The conversation hadn’t even been planned. I’d gotten two sentences out with Tori before she froze, as if I’d asked for nuclear codes. Then Elise slid in, moving as though the hallway belonged to her, smile polished and lethal as glass.
“Looks like your friends are warming back up.” Elise’s nails skimmed the strap of her bag, casual but deliberate. “Funny how fast things shift when the right people remind them who’s in control.”
I didn’t answer Elise. Just tilted my head as though I gave a damn.
But to someone across the hall who couldn’t hear the words or read the tension, it probably looked as though we were catching up. Maybe even friendly.
Shit.
By lunch, the storm had arrived.
I spotted Mila before she saw me—charging across the quad, long brown hair wild from the wind, gray-green eyes locked on me. A dark storm cloud in denim. No tray. No food. Just fury.
“King,” she snapped the second she reached our table. Chase and Jax cut off mid-sentence. Theo raised an eyebrow.
I pushed to my feet. “Mila.”
“Walk. Now.”
The guys didn’t move. They blinked as though they were watching a soap opera play out in real time.

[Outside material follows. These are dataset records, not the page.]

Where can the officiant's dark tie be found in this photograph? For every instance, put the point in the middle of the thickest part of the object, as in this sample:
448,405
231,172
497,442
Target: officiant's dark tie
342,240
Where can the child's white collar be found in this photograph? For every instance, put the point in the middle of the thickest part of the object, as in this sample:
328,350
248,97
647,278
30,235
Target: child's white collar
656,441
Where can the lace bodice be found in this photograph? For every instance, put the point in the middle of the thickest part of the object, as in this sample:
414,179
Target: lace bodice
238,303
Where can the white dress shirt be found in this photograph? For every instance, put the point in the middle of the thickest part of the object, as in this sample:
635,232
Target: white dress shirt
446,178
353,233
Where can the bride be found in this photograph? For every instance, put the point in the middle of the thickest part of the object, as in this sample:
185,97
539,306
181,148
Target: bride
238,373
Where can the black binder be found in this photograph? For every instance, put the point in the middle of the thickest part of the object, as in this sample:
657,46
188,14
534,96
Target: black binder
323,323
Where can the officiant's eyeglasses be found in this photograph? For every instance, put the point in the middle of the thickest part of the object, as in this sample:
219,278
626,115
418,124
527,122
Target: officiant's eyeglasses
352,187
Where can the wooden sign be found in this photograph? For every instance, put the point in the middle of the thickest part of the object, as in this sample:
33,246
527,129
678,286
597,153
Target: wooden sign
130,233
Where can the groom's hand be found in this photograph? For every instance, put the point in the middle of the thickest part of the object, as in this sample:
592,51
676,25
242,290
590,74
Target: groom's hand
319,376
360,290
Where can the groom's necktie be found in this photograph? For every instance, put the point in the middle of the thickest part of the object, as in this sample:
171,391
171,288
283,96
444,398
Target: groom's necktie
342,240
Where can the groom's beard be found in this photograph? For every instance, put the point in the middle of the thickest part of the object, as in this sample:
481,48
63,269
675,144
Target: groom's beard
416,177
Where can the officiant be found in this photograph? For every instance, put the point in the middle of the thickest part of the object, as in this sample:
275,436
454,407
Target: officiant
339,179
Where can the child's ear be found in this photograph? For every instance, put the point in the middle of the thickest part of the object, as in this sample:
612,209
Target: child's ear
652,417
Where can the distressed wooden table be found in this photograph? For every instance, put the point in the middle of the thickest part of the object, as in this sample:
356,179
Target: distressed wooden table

I leaned down, close enough that only she could hear me. “You dragging me off to yell, or is this foreplay?”
“Keep talking and I’ll drag you off to bury you,” she growled.
God, she was pissed. And fuck me if it didn’t do something to me.
We ended up near the back of the courtyard, under an old tree that didn’t do much against the sun. A couple underclassmen sat on the lawn nearby, so we kept moving—until we hit the chain-link fencing behind the gym.
“Want to tell me what the hell that was?” she demanded, arms crossed tight.
The vintage olive-green shirt she wore stretched across her breasts, the deep V-neck dipping just enough to drag my eyes where they shouldn’t be. Distracting as hell. I forced my gaze back up. “Elise?” I played dumb. Badly.
“You think I didn’t see it? You didn’t exactly look like a hostage.” Her mouth twisted. “Pretty rich, considering you kissed me as if I was the only thing that mattered last night.”
Her words punched into me. Because the taste of her—salt, heat, defiance—was still on my tongue every damn time I let myself think about last night. I sighed. “Mila?—”
“She’s dangerous, Luke. You said it yourself. So what? That doesn’t count if she shows up in lip gloss and batting lashes? You think I forgot what I overheard? Her talking about drugging you if she had to?” Her eyes flared. “We’re supposed to be a team. Not letting her crawl back into it.”
I stepped forward. She didn’t move. “If you’re going to accuse me, at least make it interesting.”
“I’m asking,” she shot back. “Are you double-crossing me?”
That landed harder than I wanted. Still, I let her come at me, because every jab, every accusation, meant she cared enough to fight. And I would take her fire over her silence any day. “No,” I said, voice low. “But you’re assuming a lot for someone who said this isn’t about us.”
Her index finger tapped against her arm. “It’s not.”
“You sure?” I leaned in. “Because you’re acting jealous.”
She let out a sharp laugh. “You wish.”
“I don’t need to wish.” I held her stare. “You wouldn’t have stormed over here if you didn’t care.”
Her head tilted. “I care about not being played. There’s a difference.”
“And I care about not having a move I make questioned as if I’m some pawn in your trust issues.”
Her mouth opened. Closed. Then opened again. “Maybe if you shared the plan, I wouldn’t have to guess.”